徳善義和牧師によると、キリスト教の終末論は、「黙示論的終末論」、「現在的終末論」、「現在的未来的終末論」の3つの類型に分類される(「終末からの展望」ルーテル学院、2000年)。黙示論的終末論は、終末に起こることを表象(象徴)をもって語り、現在的終末論は「終末は今既に到来している」と言う(救いは既に成就している)。現在的未来的終末論は、終末は「既に来ている」が、「未だ来ていない」と言う(キリストの故に既に義とされているが、終わりの日に本当に完成される)。ルターの終末論は、現在的未来的終末論と言えるとのことである。

(政治に喩えれば、黙示論的終末論(現世と断絶した理想を直接的に実現しようとする場合)は「革命派」であり、現在的終末論は「保守派」、現在的未来的終末論は「改良派」と言えよう。)

非宗教では来世は想定されないので、終末価値をゼロと見る。逆に、オウム真理教などのカルト宗教は現世価値を否定する。彼らは、現世価値観で生きていると恐ろしい終末が待っている、終末価値観に生きよと主張する。この世にあって現世価値を否定して生きようとすると出家が必要となる。ちなみに、現世の享楽的な面を否定する宗教が、来世を禁欲的でなく享楽的に描くことは興味深い。時として、カルトの出家集団は、世俗社会の持つ節度(未来価値尊重)を失い、享楽的な終末を先取りし、結果として、現在価値偏重と外形上似てしまうことがある。

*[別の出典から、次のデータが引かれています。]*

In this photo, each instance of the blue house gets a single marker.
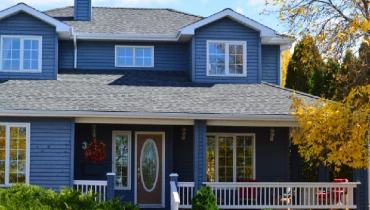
(152, 104)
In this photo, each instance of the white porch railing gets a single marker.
(175, 199)
(285, 195)
(186, 193)
(99, 187)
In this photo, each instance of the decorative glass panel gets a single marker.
(225, 159)
(122, 160)
(244, 157)
(149, 165)
(11, 54)
(211, 149)
(216, 59)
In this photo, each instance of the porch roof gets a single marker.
(144, 92)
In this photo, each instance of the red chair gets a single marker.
(249, 193)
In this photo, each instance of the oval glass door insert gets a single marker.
(149, 165)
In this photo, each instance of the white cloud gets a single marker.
(239, 10)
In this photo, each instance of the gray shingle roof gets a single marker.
(139, 21)
(143, 91)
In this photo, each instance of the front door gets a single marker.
(149, 169)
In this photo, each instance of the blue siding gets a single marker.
(51, 151)
(82, 10)
(24, 24)
(226, 29)
(271, 63)
(104, 133)
(66, 55)
(101, 55)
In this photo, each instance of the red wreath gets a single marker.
(95, 151)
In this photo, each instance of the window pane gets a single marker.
(122, 160)
(211, 146)
(244, 157)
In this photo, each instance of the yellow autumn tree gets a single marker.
(286, 56)
(335, 25)
(336, 133)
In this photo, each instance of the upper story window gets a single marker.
(134, 56)
(21, 53)
(226, 58)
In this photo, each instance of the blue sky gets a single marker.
(249, 8)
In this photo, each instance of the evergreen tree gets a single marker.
(305, 68)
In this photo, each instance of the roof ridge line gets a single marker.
(289, 90)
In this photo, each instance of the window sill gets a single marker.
(12, 71)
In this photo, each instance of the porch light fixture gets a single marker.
(272, 134)
(183, 133)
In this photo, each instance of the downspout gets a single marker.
(75, 51)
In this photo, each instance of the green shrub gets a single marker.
(29, 197)
(204, 200)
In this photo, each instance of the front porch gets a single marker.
(202, 154)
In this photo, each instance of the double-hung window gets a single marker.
(122, 159)
(230, 157)
(134, 56)
(226, 58)
(21, 53)
(14, 153)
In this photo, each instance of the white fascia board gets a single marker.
(60, 27)
(146, 115)
(264, 31)
(138, 37)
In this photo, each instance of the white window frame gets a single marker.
(234, 135)
(22, 38)
(227, 43)
(114, 133)
(134, 56)
(7, 150)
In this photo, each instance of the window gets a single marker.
(230, 157)
(134, 56)
(21, 54)
(122, 159)
(14, 153)
(226, 58)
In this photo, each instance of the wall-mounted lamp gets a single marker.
(183, 133)
(272, 134)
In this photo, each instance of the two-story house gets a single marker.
(162, 92)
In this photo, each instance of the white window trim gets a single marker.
(22, 38)
(114, 133)
(234, 135)
(134, 56)
(227, 43)
(7, 150)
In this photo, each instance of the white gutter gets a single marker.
(125, 37)
(147, 115)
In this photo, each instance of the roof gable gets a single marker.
(60, 27)
(264, 30)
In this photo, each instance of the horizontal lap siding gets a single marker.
(270, 63)
(24, 24)
(82, 10)
(226, 29)
(50, 152)
(101, 55)
(66, 55)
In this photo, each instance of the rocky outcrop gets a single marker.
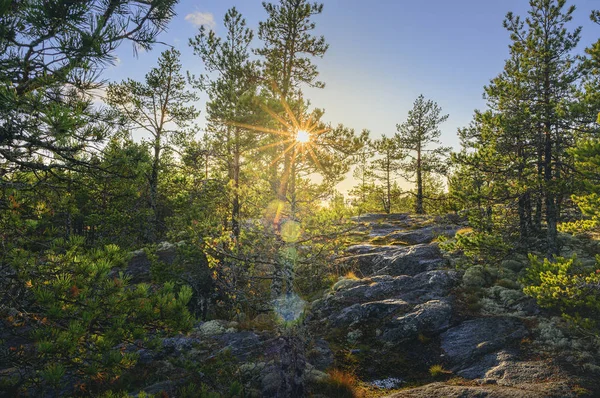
(403, 315)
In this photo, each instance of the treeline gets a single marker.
(244, 200)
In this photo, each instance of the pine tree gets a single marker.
(289, 47)
(386, 166)
(51, 55)
(521, 142)
(160, 107)
(230, 103)
(414, 136)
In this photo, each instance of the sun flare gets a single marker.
(302, 136)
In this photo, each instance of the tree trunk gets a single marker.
(153, 183)
(419, 208)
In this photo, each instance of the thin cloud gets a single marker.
(201, 19)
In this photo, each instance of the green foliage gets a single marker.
(421, 129)
(566, 285)
(578, 227)
(84, 311)
(437, 371)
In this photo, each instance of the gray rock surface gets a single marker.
(466, 344)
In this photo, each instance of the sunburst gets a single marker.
(300, 135)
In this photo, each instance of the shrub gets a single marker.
(83, 313)
(566, 285)
(437, 371)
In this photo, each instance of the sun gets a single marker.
(302, 136)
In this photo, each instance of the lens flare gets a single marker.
(290, 231)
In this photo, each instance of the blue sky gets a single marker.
(382, 54)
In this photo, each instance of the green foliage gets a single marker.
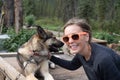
(16, 40)
(30, 20)
(105, 36)
(50, 23)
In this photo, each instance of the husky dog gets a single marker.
(33, 56)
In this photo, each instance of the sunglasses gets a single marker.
(75, 36)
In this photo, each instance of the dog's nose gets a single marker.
(61, 44)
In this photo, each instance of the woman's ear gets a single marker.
(87, 37)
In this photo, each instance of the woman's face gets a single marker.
(76, 46)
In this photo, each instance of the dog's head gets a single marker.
(49, 39)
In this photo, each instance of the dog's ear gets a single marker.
(42, 34)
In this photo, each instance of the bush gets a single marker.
(30, 20)
(16, 40)
(50, 24)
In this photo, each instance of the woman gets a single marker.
(99, 62)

私たちは世紀末を越えたが、これからの数十年、地球環境や世界的政治社会の変動が、終末的な様相を呈してくる可能性が十分にある。そして、カルト的宗教が「この世は悪である。世の終わりが迫っている。我らを信じ世を捨てよ」と再び誘惑するかも知れない。その時、「たとえ明日が世の終わりと知っていても、私は今日りんごの木を植える」という有名な言葉は、「明日が終末であっても、私は現在的未来的終末論に生きる」という具体的な意味を持ち、偽預言者から私たちたちを守る信仰の砦となろう。そこには、「終末は神の領域であり、誰も確定的なことを言えない」という前提があり、「この世に居る限り、私は世に仕えて生きる」という決意とがある。

なぜ世に仕えるのか? それは、世界は完全でないとしても、神が創造され、初めにおいて「とても良い」と言われたものだからである。そして、私たちは、どこかの精神世界からこの世に降りてきた存在ではなく、この世の塵から生まれ、世を愛する神の息を吹き込まれた被造物だからである。私たちはこの世の悪を「彼らの悪」として裁き捨てることはできず、「我らのもの」として内側から語らねばならない。不完全な部分は神が私たちを用いてより完全にして行くのである。

私たちは、現世価値のみでなく、終末価値のみでもなく、両方の項のバランスの中に生きることを運命づけられている。それは不徹底というより、この世に生きることの本質なのである。